Apelacja jest bezzasadna. Tak uznał Sąd Okręgowy w Zamościu utrzymując w mocy wyrok sądu pierwszej instancji. Oskarżony o spowodowanie ciężkiego uszczerbku na zdrowiu, a także posiadanie znacznej ilości narkotyków i ich udzielanie 21-letni Paweł B. z gminy Tomaszów Lubelski spędzi za kratkami 2 lata i 8 miesięcy.
Zaczęło się od gazu łzawiącego, który rozpylono w lokalu. Gdy 27-letni mieszkaniec Tomaszowa Lubelskiego wyszedł z kolegami na zewnątrz, padły strzały. Paweł B. z bliskiej odległości strzelił mu z wiatrówki prosto w twarz.
Jeden śrut utkwił w policzku, drugi poważnie uszkodził oko.
Poszkodowany z raną gałki ocznej trafił do szpitala, gdzie przeszedł skomplikowaną operację. Szanse na widzenie na prawe oko ma jednak niewielkie.
Sprawca wsiadł po strzelaninie do samochodu i razem z kolegami odjechał z miejsca zdarzenia.
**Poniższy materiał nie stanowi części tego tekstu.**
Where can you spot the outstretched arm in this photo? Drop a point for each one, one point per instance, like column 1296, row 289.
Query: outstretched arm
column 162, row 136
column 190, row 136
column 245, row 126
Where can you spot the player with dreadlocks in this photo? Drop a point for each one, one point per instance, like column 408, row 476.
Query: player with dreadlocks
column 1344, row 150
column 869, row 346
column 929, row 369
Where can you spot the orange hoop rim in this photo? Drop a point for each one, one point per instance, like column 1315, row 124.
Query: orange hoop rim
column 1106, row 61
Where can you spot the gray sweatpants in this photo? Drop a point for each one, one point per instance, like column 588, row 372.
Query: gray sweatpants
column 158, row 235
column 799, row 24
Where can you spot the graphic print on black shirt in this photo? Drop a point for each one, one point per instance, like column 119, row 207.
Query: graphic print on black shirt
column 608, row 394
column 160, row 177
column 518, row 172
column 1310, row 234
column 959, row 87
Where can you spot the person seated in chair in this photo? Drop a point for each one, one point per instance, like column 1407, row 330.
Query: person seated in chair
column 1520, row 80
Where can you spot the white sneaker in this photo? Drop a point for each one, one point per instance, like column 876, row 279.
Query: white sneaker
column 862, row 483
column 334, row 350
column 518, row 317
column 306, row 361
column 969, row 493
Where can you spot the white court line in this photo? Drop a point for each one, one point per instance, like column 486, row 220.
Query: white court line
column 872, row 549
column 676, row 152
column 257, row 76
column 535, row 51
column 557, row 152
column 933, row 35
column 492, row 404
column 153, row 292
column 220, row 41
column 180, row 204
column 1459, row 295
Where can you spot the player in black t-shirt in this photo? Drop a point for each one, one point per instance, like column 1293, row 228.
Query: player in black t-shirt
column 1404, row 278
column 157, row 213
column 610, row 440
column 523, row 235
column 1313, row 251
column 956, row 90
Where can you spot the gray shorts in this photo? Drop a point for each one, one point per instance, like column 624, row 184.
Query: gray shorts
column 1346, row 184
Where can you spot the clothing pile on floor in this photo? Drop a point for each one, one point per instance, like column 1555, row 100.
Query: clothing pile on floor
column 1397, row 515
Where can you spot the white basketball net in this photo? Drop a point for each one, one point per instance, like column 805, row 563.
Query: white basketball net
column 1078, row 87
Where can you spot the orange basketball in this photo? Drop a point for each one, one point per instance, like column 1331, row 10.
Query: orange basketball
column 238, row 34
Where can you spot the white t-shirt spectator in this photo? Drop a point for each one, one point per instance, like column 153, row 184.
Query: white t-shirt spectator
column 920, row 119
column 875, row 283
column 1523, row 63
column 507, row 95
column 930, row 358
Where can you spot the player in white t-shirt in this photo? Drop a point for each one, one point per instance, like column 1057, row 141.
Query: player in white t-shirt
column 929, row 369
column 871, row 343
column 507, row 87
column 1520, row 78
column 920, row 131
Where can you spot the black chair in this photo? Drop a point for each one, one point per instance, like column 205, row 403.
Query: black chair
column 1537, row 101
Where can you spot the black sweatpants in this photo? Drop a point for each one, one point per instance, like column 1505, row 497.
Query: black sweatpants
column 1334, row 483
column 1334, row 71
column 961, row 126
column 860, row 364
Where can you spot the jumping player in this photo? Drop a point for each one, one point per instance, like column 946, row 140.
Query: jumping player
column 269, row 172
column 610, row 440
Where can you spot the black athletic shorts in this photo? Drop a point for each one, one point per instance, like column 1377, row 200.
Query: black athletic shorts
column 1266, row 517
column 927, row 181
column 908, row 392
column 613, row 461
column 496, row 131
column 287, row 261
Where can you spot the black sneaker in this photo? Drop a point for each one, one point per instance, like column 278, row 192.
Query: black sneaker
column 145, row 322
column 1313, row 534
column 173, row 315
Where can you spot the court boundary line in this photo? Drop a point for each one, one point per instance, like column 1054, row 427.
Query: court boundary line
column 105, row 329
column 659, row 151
Stróże prawa wkrótce go zatrzymali, a sąd postanowił go tymczasowo aresztować pod zarzutem uszkodzenia ciała, posiadania prawie 18 g amfetaminy oraz udzielania narkotyków.
Paweł B. usłyszał łącznie 6 zarzutów. Podczas śledztwa przyznał się tylko do strzelania z wiatrówki. Twierdził, że nie miał nic wspólnego z posiadaniem narkotyków oraz ich udzielaniem, ale odmówił składania wyjaśnień.
Wyrok jest prawomocny.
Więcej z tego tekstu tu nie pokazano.